I matched her grin, met her cupcake with my own, and together, we toasted to the brightness of my future.

And on the last night before I left for school, the car filled with suitcases and the air heavy with goodbyes, we reached into the cupboards and unwrapped our desserts in silence.

“Tomorrow,” I said, frightened by the weight of the word.

My mother shook her head and passed me a cupcake. “Tonight.”

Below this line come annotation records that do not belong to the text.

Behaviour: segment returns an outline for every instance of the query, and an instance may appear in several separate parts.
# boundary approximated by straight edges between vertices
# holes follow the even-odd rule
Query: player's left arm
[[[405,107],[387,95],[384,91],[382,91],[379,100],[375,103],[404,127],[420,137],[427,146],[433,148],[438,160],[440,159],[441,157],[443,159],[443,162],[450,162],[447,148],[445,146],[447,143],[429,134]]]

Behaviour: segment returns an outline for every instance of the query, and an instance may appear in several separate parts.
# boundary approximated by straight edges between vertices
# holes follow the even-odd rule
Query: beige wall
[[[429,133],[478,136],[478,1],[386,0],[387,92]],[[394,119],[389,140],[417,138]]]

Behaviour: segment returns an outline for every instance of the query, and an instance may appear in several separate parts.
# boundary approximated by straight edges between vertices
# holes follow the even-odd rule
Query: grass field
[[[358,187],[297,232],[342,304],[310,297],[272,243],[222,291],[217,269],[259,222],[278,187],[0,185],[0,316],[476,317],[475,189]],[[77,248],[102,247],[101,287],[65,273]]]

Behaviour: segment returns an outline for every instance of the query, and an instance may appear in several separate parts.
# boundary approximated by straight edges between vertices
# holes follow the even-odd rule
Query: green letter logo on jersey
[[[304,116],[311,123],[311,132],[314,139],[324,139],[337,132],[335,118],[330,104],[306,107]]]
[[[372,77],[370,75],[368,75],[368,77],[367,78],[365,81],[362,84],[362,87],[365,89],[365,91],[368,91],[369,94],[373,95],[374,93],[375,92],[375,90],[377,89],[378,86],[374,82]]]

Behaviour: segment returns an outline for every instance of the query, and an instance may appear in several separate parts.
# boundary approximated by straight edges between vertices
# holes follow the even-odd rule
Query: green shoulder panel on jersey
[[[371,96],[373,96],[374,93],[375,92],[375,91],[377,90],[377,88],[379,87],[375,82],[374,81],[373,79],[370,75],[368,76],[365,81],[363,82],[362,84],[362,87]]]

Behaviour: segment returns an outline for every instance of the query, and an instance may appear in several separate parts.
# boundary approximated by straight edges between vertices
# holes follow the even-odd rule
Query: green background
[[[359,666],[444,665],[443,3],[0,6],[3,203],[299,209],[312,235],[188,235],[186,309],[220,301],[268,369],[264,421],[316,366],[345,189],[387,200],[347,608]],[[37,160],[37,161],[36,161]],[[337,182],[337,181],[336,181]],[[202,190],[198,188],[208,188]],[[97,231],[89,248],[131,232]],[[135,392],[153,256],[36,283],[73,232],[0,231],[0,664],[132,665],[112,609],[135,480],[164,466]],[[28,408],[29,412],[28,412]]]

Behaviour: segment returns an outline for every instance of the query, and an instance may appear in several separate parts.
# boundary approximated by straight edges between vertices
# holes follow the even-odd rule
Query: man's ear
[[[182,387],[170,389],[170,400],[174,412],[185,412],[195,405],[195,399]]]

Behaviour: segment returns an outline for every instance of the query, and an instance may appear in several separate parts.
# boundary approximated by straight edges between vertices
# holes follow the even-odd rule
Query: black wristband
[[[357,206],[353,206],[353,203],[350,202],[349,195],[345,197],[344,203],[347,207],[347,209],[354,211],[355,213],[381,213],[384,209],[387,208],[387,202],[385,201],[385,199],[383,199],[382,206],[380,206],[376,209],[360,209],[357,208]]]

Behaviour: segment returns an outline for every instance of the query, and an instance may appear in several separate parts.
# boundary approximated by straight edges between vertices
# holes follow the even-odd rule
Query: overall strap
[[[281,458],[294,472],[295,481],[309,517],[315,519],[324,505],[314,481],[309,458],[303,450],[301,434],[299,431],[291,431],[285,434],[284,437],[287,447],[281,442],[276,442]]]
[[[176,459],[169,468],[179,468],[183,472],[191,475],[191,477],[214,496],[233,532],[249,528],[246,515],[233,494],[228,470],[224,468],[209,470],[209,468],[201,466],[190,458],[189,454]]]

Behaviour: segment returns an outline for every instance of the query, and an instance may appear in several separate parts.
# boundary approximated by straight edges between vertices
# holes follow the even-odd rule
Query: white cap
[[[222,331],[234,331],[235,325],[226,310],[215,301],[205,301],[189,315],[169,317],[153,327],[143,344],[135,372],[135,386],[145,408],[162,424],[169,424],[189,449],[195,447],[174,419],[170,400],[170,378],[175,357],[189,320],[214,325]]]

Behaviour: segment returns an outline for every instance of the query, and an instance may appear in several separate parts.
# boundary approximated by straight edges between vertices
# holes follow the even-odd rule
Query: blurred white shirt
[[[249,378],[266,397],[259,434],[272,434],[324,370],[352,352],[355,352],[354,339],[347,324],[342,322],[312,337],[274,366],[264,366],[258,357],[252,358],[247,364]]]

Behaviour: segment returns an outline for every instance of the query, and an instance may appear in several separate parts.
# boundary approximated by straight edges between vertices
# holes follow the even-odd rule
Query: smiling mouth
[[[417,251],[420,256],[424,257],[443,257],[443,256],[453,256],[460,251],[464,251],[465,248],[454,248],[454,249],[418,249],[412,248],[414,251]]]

But Hostess cupcakes weren't only for celebrations. The day my mother lost her job, I came home from my own part-time job to find her sitting at the table, a box of Hostess Cupcakes open before her.

“How are you?” I asked tentatively, unsure of what to expect. She took a bite of cupcake and swallowed slowly. After a moment, she said, “I’m okay, I think,” and I knew then she was telling the truth.

On the phone, my mother and I talk strategy. We brainstorm the most practical ways of hoarding cupcakes before they all disappear. We have moved past the initial shock and are now in planning mode. We cannot bear the thought of Hostess disappearing from our lives; it’s too central, too important. Like our shared hatred of sports and love of Gilmore Girls , Hostess Cupcakes are an essential part of our relationship. Rationally, of course, I know that we’ll be just fine without them — but I can’t help but wonder about what’s to come.

For the next six months, we follow the news with baited breath, noting every twist and turn in the Hostess saga. We feel sadness when the company sells off their warehouse and machinery in January; cautious optimism when buyers are announced in March; and then, finally, in June, elated relief when it’s reported that Hostess will be back on the shelves in a few weeks time.

During Thanksgiving break, nearly a year after that first horrified phone call, I come home from college to discover a half-dozen unopened boxes of Hostess cupcakes neatly stacked in our kitchen cabinets.

“You found them!” I cry in disbelief.

“The last ones in the store,” she says proudly.

We grab a box, sit down at the kitchen table, and unwrap our snacks, the familiar crunching of the wrapper signaling that I am home.